La gota derramó el vaso. Después de una jugada que avanzaba desde el centro del campo, alguien se disponía a cobrar un saque de banda por nuestro costado izquierdo. De repente, un grito de ¡árbitro! distrajo la atención de la jugada. El Monterrey miraba con ojos de toro loco a un jugador ñengo del otro equipo, después de que el primero le había acomodado un puñetazo de campeón en el rostro.

 

No conforme, el Monterrey se le avalanzó con varios y sucesivos jabs que alcanzaron limpiamente la quijada del tipo, por lo que tuvo que cubrirse la cabeza con las manos, tratando de superar la embestida del regio.

 

Ante esto, todos en la cancha trataron de meter las manos.

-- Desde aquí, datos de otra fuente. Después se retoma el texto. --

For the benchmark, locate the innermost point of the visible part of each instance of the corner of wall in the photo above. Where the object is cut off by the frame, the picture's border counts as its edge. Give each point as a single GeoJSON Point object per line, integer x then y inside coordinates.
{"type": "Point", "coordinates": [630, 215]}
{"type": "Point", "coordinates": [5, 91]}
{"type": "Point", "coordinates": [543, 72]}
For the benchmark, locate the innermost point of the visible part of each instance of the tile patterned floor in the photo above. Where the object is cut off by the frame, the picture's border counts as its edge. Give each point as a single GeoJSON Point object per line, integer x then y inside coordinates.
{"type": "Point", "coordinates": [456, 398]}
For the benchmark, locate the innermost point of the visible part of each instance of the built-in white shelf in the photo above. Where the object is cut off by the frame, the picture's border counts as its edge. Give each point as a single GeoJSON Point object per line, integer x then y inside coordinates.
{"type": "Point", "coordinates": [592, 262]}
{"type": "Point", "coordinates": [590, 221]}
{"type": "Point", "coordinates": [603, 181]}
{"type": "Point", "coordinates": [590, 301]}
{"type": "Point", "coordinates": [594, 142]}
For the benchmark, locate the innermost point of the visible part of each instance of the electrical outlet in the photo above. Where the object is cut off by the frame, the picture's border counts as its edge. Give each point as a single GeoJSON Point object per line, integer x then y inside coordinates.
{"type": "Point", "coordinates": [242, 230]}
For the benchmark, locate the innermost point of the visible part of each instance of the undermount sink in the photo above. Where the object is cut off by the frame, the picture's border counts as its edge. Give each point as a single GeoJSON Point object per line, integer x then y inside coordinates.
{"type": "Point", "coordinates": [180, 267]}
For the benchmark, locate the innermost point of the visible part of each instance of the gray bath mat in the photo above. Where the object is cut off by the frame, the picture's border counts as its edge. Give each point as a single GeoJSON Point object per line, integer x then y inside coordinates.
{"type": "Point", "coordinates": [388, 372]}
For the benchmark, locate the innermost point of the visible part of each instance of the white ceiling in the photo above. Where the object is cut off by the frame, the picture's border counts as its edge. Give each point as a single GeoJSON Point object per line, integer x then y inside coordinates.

El Sobastián sujetó al Monterrey por la cintura para separarlo el otro tipo, mientras los demás miembros del Real hacían frente al resto de rojos que querían linchar al toro loco.

 

En esto estaban cuando se soltó el Monterrey y corrió a meterle un par de patadas al rojo que, todo madreado, intentaba huir a una esquina de cuadrilátero que no existía, sangrando de la boca y con una falsa sonrisa burlona.

 

La multitud se arremolinaba entorno a un árbitro que no dudó en expulsar al Monterrey. El portero rojo gritaba desde la cómoda y pusilánime distancia de su área: “¡Pinche naco. Árbitro, es un naco. Ni siquiera va aquí. Naco, Nacoooo!"

 

Aunque no pareciera que pasaría, el juego se reanudó unos 10 minutos después, con un ataque de los rojos que supo bien contener el Real Zamesta, para terminar con un 4 a 3 definitivo en los cartones del marcador.

 

El cotorreo no se hizo esperar en la banca, así como un buen regaño y una suspensión para el Monterrey, que platicó tranquilamente con el Berna después de haber armado su numerito.

 

Todo murió en la cancha, en la cual todavía no se asentaba el polvo que desató el choque entre las bestias. La boca del rojo agredido seguía sangrando y el rostro fatigado del resto de los jugadores se enjuaba la tierra con botellas de agua.

 

A la mente regresan frases clichés de la infancia remota en que eran frecuentes estos episodios: Juego de manos es de villanos, decían los papás. Yo prefiero evocar un fragmento del paso doble de Silverio: “Un domingo en la tarde, se tiró al ruedo, para calmar sus ansias de novillero”. Y no puedo más que concluir con la frase que mejor sentencia la ocasión, que hizo famoso al maestro Ángel Fernández: “Fútbol: ¡el juego del hombre!"